Foto: Jhonatan Cantarelle/Agência Saúde-DF
Nos primeiros 40 dias de vida, Maitê Nóbrega apresentou sinais de alergia à proteína do leite de vaca (APLV), o tipo mais comum entre crianças de até 24 meses. Após receber alta do Hospital Regional de Taguatinga (HRT), a bebê foi encaminhada ao Programa de Terapia Nutricional Enteral Domiciliar (Ptned), da Secretaria de Saúde (SES-DF).
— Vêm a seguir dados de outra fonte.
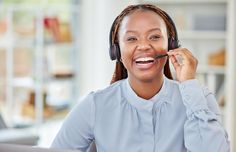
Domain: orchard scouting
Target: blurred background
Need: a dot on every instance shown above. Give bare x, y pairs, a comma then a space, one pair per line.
54, 52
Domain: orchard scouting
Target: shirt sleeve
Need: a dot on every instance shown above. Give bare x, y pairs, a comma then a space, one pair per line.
77, 129
202, 130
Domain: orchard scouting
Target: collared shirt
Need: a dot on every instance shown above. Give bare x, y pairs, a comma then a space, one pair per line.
181, 117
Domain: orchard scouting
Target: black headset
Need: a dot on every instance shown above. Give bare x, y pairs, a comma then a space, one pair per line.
114, 49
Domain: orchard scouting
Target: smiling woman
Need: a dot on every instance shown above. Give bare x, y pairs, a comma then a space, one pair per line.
144, 109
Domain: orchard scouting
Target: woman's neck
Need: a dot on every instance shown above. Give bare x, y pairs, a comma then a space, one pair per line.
147, 89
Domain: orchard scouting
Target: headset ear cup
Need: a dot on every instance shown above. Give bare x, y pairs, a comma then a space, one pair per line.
114, 52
Hoje, aos 9 meses, Maitê recebe regularmente fórmulas adequadas à sua condição. “É algo extremamente importante”, ressalta a mãe da criança, Karem Araújo, de 38 anos. “Eu e meu marido somos autônomos e não teríamos condições financeiras de custear a alimentação dela. É um alívio saber que teremos o alimento garantido”.
Cuidado contínuo
Na Semana Nacional de Conscientização sobre Alergia Alimentar, instituída pela Lei nº 14.731/2023, a SES-DF lembra as fórmulas especiais de uso domiciliar utilizadas pelo Ptned. Regulamentado pela Portaria nº 374/2023, o programa atende mais de 4 mil pacientes com diferentes condições clínicas. Entre eles estão 1.445 crianças menores de 2 anos com diagnóstico de alergia à proteína do leite de vaca.
“A APLV pode provocar sintomas gastrointestinais, respiratórios e dermatológicos”, explica a gerente substituta de Serviços de Nutrição da SES-DF, Carolina Cunha. “Quando não tratada adequadamente, pode comprometer o crescimento e até aumentar o risco de infecções.”
Fórmulas e cadastro
Conforme a necessidade de cada paciente, a SES-DF disponibiliza fórmulas infantis à base de proteína hidrolisada do leite de vaca, com ou sem lactose, além de compostos à base de aminoácidos livres. Atualmente, cerca de 34% das crianças atendidas utilizam fórmulas de aminoácidos.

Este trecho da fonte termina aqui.